In the early days of poker’s expansion into the Asian market, Macau’s biggest poker tournaments were held in the month of August. The $5,000 Asian Poker Tour Macau Main Event in 2008, which sported a $1.5 million guaranteed prize pool, was won by U.S.-based poker pro Yevgeniy Timoshenko. J.C. Tran, who leads this year’s November Nine, took third place in the APT Macau Main Event in 2009, and Nam Le has finished both first and second in its High Roller event. The Asia Pacific Poker Tour was equally international – Nam Le also won its High Roller event in 2008, and Johnny Chan was runner-up in it to Vladimir Geshkenbein in 2009. The Macau tournaments have moved to the end of July these days, but often times the high rollers will stick around for a few days into August to play in what have become known as some of the world’s juiciest high-stakes cash games.

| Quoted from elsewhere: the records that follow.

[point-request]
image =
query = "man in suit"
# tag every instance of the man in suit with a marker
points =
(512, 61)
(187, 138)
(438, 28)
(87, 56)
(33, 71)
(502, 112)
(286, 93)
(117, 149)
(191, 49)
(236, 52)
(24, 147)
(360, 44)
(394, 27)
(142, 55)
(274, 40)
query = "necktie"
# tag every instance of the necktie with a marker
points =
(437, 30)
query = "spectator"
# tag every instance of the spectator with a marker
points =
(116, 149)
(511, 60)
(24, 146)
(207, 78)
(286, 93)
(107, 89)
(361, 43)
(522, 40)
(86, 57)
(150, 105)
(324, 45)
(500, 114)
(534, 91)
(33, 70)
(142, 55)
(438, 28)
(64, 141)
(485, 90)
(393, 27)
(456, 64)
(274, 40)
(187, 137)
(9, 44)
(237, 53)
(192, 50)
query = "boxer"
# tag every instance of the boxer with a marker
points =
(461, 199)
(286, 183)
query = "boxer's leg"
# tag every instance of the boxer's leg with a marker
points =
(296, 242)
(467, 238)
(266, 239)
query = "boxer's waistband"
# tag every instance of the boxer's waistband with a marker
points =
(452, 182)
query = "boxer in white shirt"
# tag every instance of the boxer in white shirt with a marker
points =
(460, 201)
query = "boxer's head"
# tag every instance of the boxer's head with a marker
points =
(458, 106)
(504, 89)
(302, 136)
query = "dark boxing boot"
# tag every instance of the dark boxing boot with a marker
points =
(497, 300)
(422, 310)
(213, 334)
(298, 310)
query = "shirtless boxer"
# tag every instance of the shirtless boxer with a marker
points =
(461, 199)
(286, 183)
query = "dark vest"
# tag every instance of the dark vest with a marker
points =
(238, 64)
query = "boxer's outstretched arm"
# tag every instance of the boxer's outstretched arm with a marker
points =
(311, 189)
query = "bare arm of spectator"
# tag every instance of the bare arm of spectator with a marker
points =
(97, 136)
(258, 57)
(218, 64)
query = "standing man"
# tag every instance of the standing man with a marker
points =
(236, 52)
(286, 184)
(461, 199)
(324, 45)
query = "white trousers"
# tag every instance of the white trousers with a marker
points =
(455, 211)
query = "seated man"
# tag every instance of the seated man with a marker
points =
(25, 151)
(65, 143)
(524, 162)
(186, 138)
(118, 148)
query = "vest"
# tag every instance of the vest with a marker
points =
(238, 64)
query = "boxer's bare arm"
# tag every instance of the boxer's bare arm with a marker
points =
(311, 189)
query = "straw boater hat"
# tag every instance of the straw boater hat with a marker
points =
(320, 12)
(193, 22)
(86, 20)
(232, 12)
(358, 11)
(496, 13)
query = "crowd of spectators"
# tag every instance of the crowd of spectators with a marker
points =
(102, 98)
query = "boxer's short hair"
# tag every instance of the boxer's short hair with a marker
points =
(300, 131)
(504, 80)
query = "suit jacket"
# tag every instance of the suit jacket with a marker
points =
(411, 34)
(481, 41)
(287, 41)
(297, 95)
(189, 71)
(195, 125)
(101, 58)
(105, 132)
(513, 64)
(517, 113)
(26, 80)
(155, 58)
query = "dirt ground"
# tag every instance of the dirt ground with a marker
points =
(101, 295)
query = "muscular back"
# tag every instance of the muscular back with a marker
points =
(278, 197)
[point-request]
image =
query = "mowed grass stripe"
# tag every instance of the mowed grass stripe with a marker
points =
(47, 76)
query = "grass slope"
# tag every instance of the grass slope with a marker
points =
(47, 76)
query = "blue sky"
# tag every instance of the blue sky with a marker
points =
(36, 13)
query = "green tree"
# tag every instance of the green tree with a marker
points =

Perhaps the biggest addition of all time to the August tournament schedule comes this year as the Seminole Hard Rock casino in south Florida puts on the inaugural Seminole Hard Rock Poker Open. Running for three weeks from the 8th to the 29th, the series features 33 events in a number of poker disciplines with a pretty wide variety of tournament formats. Just those facts, combined with the south Florida setting, would be enough to get excited about, but the real selling point is the series’ championship event, which features an unheard-of $10,000,000 guaranteed prize pool. That’s twice as large as any guaranteed tournament that’s ever been held, setting this tournament apart from the pack before it even begins. Players around the poker world have been buzzing about this tournament for months now. If it comes anywhere meeting that massive guarantee, it could become the kind of event that poker players plan their schedules around for years to come. And to think, not that long ago there really weren’t any options for playing tournament poker in August! The times are changing and this once-forgotten month has suddenly become a vital part of the worldwide poker tournament schedule.